House lawmakers are set to grill the top executives at Facebook, Google and Twitter at a high-profile congressional hearing next month, as Democrats and Republicans take fresh aim at the tech giants for failing to crack down on dangerous political falsehoods and disinformation about the coronavirus.

The hearing comes as a second panel of House lawmakers announced Thursday it plans to embark on a new, bipartisan push to toughen the country’s antitrust laws, hoping to crack down on the sort of anticompetitive, monopoly-style tactics they identified at Amazon, Apple, Facebook and Google last year. (Amazon founder and chief executive Jeff Bezos owns The Washington Post).

The first hearing, to be held by the House Energy and Commerce Committee on March 25, marks the latest congressional inquiry featuring Facebook CEO Mark Zuckerberg, Google CEO Sundar Pichai and Twitter CEO Jack Dorsey. Democrats who lead the panel said Thursday the socialmedia sites had allowed misinformation to spread with “real-life, grim consequences for public health and safety,” potentially alluding to the deadly riot that enveloped the U.S. Capitol last month.

“For far too long, big tech has failed to acknowledge the role they’ve played in fomenting and elevating blatantly false information to its online audiences. Industry self-regulation has failed,” Rep. Frank Pallone Jr. (D-N.J.) and other panel leaders said. “We must begin the work of changing incentives driving social media companies to allow and even promote misinformation and disinformation.”

A second panel of lawmakers — the House Judiciary Committee — announced Thursday it would begin its own sweeping effort to crack down on big tech. Lawmakers said they would start legislative hearings next week to explore the extent to which Silicon Valley relies on its social networks, app stores and other services as chokepoints against competitors.

“For too long, the dominance of a handful of gatekeepers online has wreaked havoc on competition, suppressed innovation, and weakened entrepreneurship,” said Rep. David N. Cicilline (D-R.I.), the leader of the House’s top antitrust panel, pledging that he would push to update federal law.

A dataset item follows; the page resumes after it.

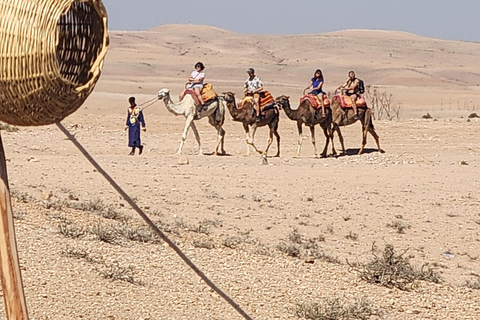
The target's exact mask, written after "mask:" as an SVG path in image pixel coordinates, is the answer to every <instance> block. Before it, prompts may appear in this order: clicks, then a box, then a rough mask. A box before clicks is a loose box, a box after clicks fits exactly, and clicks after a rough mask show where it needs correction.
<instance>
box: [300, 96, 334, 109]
mask: <svg viewBox="0 0 480 320" xmlns="http://www.w3.org/2000/svg"><path fill="white" fill-rule="evenodd" d="M305 100H308V101H309V102H310V104H311V105H312V107H313V108H314V109H318V108H320V100H319V98H318V96H316V95H313V94H306V95H304V96H303V97H301V98H300V103H302V102H303V101H305ZM323 105H324V106H325V107H330V100H328V98H327V95H326V94H324V95H323Z"/></svg>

The antitrust scrutiny comes after lawmakers in October concluded a 16-month investigation into the tech industry, which found Amazon, Apple, Facebook and Google engaged in anticompetitive, monopoly-style tactics to maintain their dominance in e-commerce, smartphones, social networking and search. Lawmakers also found that federal antitrust watchdogs had failed to police these abuses fully, prompting bipartisan calls for reform.

“This series of important hearings will be an important step in producing legislative reforms that will restore and revive a fair and open economy that works for all Americans,” Rep. Jerrold Nadler (D-N.Y.), the chairman of the Judiciary Committee, said in a statement.

The new House hearings illustrate the ever-toughening political climate that faces Silicon Valley, as policymakers throughout Washington seek to turn their years of sharp statements and public rebukes into policy that clamps down on the industry’s most controversial practices. Many longtime critics of the tech industry have grown more emboldened after social media helped fuel the deadly riot at the U.S. Capitol last month, illustrating to some Democrats the urgent need for reforms.

Already, lawmakers have unveiled a flurry of new efforts targeting the tech industry. Sen. Amy Klobuchar (D-Minn.), who leads her chamber’s top antitrust panel, unveiled her own sweeping reforms to antitrust laws last year. Other Democrats and Republicans have promised to introduce a bevy of new bills to crack down on the tech industry’s data-collection practices and hold social media sites more accountable for allowing harmful posts, photos and videos to spread virally online.